After a taking a tough blow in the first quarter with the arrival of the COVID-19 pandemic and a challenging second quarter — “the most difficult quarter I have ever experienced in this industry,” according to CEO Bjørn Gulden — things are looking up for Puma. The German sportswear brand’s sales and profitability have rebounded considerably in the third quarter which signals a positive, but still precarious prognosis for the company.
Across the board, sales have grown by a currency-adjusted 13 percent, led by strong recoveries in the Americas and EMEA as brick and mortar stores returned to operation; although Puma reported expectedly lower store traffic, conversion rates have remained high. E-commerce and wholesale business also ballooned by 60.9 and 12.3 percent currency adjusted, respectively. Puma was also able to improve its operating result (EBIT) compared to last year at a profit of € 146 million EUR ($171.5 million USD) through fewer, but more efficient, marketing ventures and continued cost control measures initiated in the first and second quarters.
“The third quarter developed much better than I expected. Retail stores reopened, sports events resumed, consumer confidence improved and our sales increased week by week. I feel this strong performance confirms the strength of both PUMA as a brand and the sporting goods industry in general,” Gulden said in a statement. “We will continue to maneuver through this pandemic in the short-term without hindering PUMA ́s mid-term momentum. Investments in new partnerships with Neymar Jr. and LaMelo Ball underline our belief in the strong future of our brand.”

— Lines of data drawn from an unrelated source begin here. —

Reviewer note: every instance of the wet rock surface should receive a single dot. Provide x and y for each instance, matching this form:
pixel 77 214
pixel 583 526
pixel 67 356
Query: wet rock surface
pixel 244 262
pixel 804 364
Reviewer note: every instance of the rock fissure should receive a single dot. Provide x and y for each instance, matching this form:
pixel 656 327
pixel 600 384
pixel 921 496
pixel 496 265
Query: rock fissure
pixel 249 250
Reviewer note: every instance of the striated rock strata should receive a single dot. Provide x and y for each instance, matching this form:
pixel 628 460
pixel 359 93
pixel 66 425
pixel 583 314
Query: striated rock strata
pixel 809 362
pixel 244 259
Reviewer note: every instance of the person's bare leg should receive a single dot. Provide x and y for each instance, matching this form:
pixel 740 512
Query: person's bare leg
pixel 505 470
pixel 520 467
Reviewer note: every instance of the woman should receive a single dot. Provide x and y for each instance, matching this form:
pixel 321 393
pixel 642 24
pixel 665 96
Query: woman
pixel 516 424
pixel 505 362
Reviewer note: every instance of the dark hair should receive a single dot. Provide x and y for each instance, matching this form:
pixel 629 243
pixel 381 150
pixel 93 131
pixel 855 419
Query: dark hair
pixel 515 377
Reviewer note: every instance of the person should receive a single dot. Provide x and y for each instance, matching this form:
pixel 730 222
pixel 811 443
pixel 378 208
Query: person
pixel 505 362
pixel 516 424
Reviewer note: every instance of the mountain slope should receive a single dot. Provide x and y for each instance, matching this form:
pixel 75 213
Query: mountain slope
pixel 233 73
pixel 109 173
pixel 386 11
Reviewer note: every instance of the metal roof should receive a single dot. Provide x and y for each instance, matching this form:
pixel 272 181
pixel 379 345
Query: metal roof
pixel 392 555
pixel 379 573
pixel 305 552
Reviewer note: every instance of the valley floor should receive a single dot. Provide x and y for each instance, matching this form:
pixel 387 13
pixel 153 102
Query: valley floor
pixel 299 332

However, the impacts of the COVID-19 pandemic still continue despite growth this quarter. On a nine-month basis, all regions have shown a decline in sales, as global sales in footwear declined by 5.4% percent and in apparel by 8.0% currency adjusted. Accessories, however, grew by 2.2%.
Recovery continues to be a challenge for fashion and sportswear brands. Hermes has reported 14 percent decline in revenue over the third quarter of 2020 even as it begins to rebound.